For over a century, our understanding of taste has been largely confined to five basic profiles: sweet, sour, salty, bitter, and umami. Yet, recent groundbreaking research hints at a potential sixth flavor profile that might have been hiding in plain sight: the unique taste of salmiak salt, a flavor familiar to those who’ve savored salt licorice, a treat that’s especially popular in Northern Europe.
A new taste emerges
In the early 1900s, Japanese scientist Kikunae Ikeda postulated the existence of umami as a distinct taste. It took eight decades before umami — a savory flavor primarily associated with foods containing high levels of glutamate, such as soy sauce, tomatoes, and aged cheeses — was universally embraced by the scientific world. Finally, we had the five basic tastes of the human pallette. But maybe this isn’t the end of the story.
Now, researchers from the University of Southern California have unveiled compelling evidence pointing to a new basic taste. Spearheaded by neuroscientist Emily Liman, the study found that our tongues react to salmiak salt (ammonium chloride) in a manner reminiscent yet at the same time distinct from the sour taste.
If you’ve ever ventured to Northern Europe and indulged in salt licorice, you’ve experienced this unique flavor firsthand. This unique salt has a sharp, tangy taste that’s a far cry from the sugary sweetness we typically associate with candies.
The story of how such an unconventional ingredient became a cornerstone of confectionery in this region began centuries ago. Originally, salmiak salt was used primarily for medicinal purposes. People consumed it in small amounts as a remedy for coughs and digestive issues.
But over time, Northern European countries, particularly Finland, Sweden, Denmark, and the Netherlands, began to experiment with salmiak salt in their confectionery. The result is “Salmiakki” or salty licorice, a candy that’s a blend of sweet licorice and the potent kick of salmiak salt.
For the uninitiated, the taste might be an acquired one. At least that was my impression after first trying salty licorice candy during my trip to Copenhagen. To each their own.
For years, scientists acknowledged the tongue’s pronounced reaction to ammonium chloride. Could this be a new distinct taste, on par with sweet or salty? Some thought so, yet the exact receptors responsible remained shrouded in mystery — that’s until Liman and her team entered the picture.
The team’s eureka moment came when they identified the protein OTOP1, responsible for detecting sour tastes. This protein acts as a gateway for hydrogen ions, the primary component of acids, to enter cells. When you savor the tartness of lemonade or vinegar, it’s these ions passing through the OTOP1 channel that you’re tasting.

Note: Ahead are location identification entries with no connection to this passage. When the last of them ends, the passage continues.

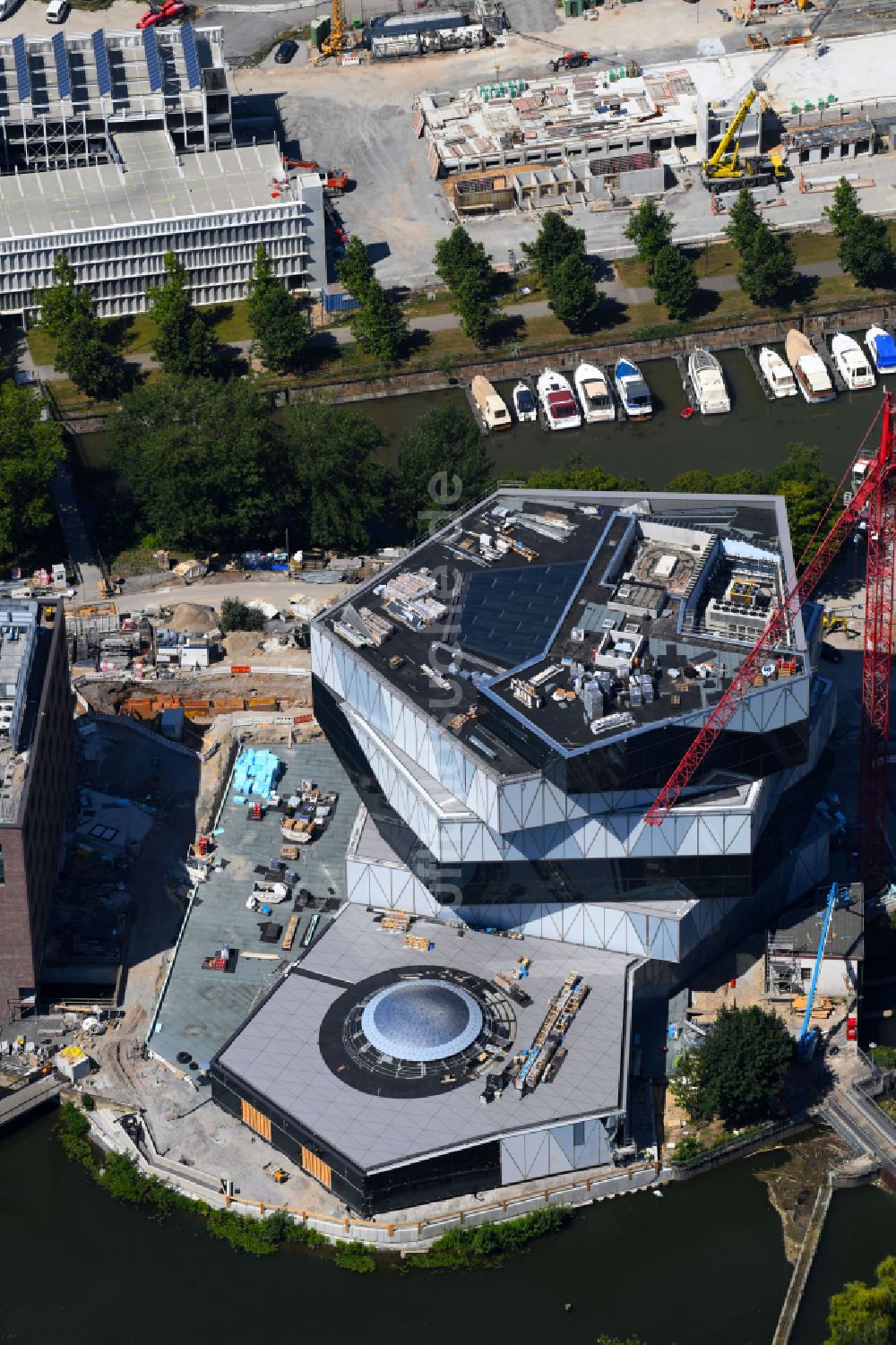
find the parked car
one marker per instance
(152, 18)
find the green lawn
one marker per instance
(228, 322)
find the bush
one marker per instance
(350, 1256)
(237, 615)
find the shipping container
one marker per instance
(338, 300)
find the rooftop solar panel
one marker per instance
(61, 56)
(191, 59)
(23, 77)
(512, 614)
(153, 65)
(104, 74)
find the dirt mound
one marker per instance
(190, 616)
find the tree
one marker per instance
(555, 244)
(332, 483)
(745, 220)
(378, 325)
(675, 281)
(59, 301)
(866, 250)
(182, 343)
(279, 323)
(571, 293)
(767, 268)
(201, 459)
(237, 615)
(470, 276)
(650, 230)
(844, 209)
(866, 1315)
(442, 463)
(354, 269)
(83, 349)
(30, 453)
(742, 1067)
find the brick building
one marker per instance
(37, 787)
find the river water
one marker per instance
(702, 1266)
(754, 435)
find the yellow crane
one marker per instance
(726, 166)
(340, 37)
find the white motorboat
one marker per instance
(595, 394)
(525, 402)
(708, 381)
(850, 364)
(882, 348)
(633, 391)
(778, 375)
(491, 407)
(557, 401)
(809, 369)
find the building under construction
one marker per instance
(118, 147)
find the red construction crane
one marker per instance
(877, 493)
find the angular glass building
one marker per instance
(512, 694)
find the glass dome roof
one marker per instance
(421, 1020)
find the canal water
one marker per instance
(700, 1266)
(755, 434)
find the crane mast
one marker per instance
(877, 491)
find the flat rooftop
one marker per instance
(201, 1009)
(278, 1052)
(107, 73)
(547, 591)
(152, 185)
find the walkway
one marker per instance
(38, 1094)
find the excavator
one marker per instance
(726, 167)
(335, 180)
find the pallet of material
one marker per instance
(413, 940)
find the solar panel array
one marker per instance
(191, 59)
(153, 65)
(23, 77)
(104, 74)
(61, 56)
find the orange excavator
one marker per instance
(335, 180)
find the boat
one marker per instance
(809, 369)
(850, 362)
(633, 391)
(557, 401)
(595, 394)
(708, 381)
(780, 378)
(491, 407)
(882, 348)
(525, 402)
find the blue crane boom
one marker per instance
(836, 897)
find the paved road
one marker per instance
(447, 322)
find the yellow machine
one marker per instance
(726, 167)
(340, 37)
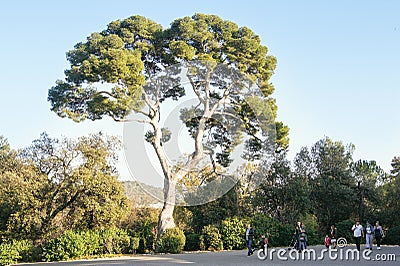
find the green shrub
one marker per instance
(192, 242)
(18, 251)
(392, 236)
(114, 241)
(69, 245)
(134, 244)
(344, 230)
(268, 226)
(8, 254)
(311, 225)
(171, 241)
(76, 244)
(211, 238)
(233, 231)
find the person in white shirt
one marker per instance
(358, 234)
(378, 231)
(369, 230)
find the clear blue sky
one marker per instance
(338, 71)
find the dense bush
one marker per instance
(75, 244)
(134, 244)
(233, 231)
(268, 226)
(192, 242)
(311, 225)
(69, 245)
(171, 241)
(392, 236)
(114, 241)
(18, 251)
(211, 238)
(8, 254)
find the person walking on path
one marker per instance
(369, 229)
(378, 232)
(358, 234)
(333, 234)
(302, 238)
(249, 239)
(297, 235)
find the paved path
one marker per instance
(390, 255)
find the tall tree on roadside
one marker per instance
(390, 192)
(136, 49)
(61, 184)
(368, 176)
(327, 166)
(283, 194)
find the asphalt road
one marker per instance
(388, 255)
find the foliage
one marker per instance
(18, 251)
(211, 238)
(75, 244)
(59, 184)
(268, 226)
(134, 49)
(233, 230)
(192, 242)
(114, 241)
(134, 244)
(311, 225)
(214, 212)
(368, 176)
(143, 221)
(344, 230)
(8, 254)
(390, 201)
(327, 168)
(172, 241)
(283, 194)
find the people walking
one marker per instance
(327, 241)
(369, 230)
(333, 235)
(297, 235)
(302, 238)
(249, 239)
(378, 232)
(358, 234)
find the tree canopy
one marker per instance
(122, 70)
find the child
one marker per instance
(327, 241)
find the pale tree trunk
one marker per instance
(166, 219)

Ammonium chloride is known to affect the concentration of acid in food. Given the connection between ammonium chloride and hydrogen ions, the researchers postulated that the former might trigger OTOP1. Their subsequent experiments corroborated this theory, revealing that ammonium chloride indeed activates the OTOP1 channel, sometimes even more effectively than acids.
A taste of necessity
The researchers didn’t stop at lab tests. They took their investigations to living organisms, specifically mice. Their experiments demonstrated that mice genetically engineered with a functional OTOP1 protein actively avoided water infused with ammonium chloride, while those without the protein remained indifferent. This behavioral distinction underscored the OTOP1 channel’s crucial role in detecting ammonium.
“This was really the clincher,” Liman said in a press release. “It shows that the OTOP1 channel is essential for the behavioral response to ammonium.”
The team’s curiosity didn’t end with mice. They explored how different species responded to ammonium chloride and found varying levels of sensitivity across the animal kingdom. Humans, too, displayed a noticeable reaction, raising the tantalizing question: Why?
Liman posits that this ability to detect ammonium chloride evolved as a protective mechanism against consuming harmful substances rich in ammonium. As she elucidates, “Ammonium is prevalent in waste products and can be toxic.” Thus, the evolutionary drive to taste and avoid it seems logical. This theory is further bolstered by the observation that the OTOP1 channel’s ability to detect ammonium appears crucial for survival, given its conservation across various species.
But whether these findings will be enough to classify the salmiak salt as a distinct sixth taste is another thing. It might take time for this flavor to gain worldwide acceptance, similar to umami’s journey.
Previously, researchers at Purdue University identified another potential sixth primary taste called “oleogustus,” which is Latin for “a taste for fat.” It describes the taste sensation one might experience from consuming oxidized oil. In high concentrations, oleogustus acts as a warning sign, similar to bitterness, indicating the presence of rancid foods. Although the taste of fatty acids isn’t generally pleasant, the food industry actively minimizes their concentrations to ensure palatability.
Whether or not salmiak salt and oleogustus achieve formal recognition, their unique profiles have certainly left an indelible mark on the culinary and scientific worlds.
The new findings appeared in Nature Communications.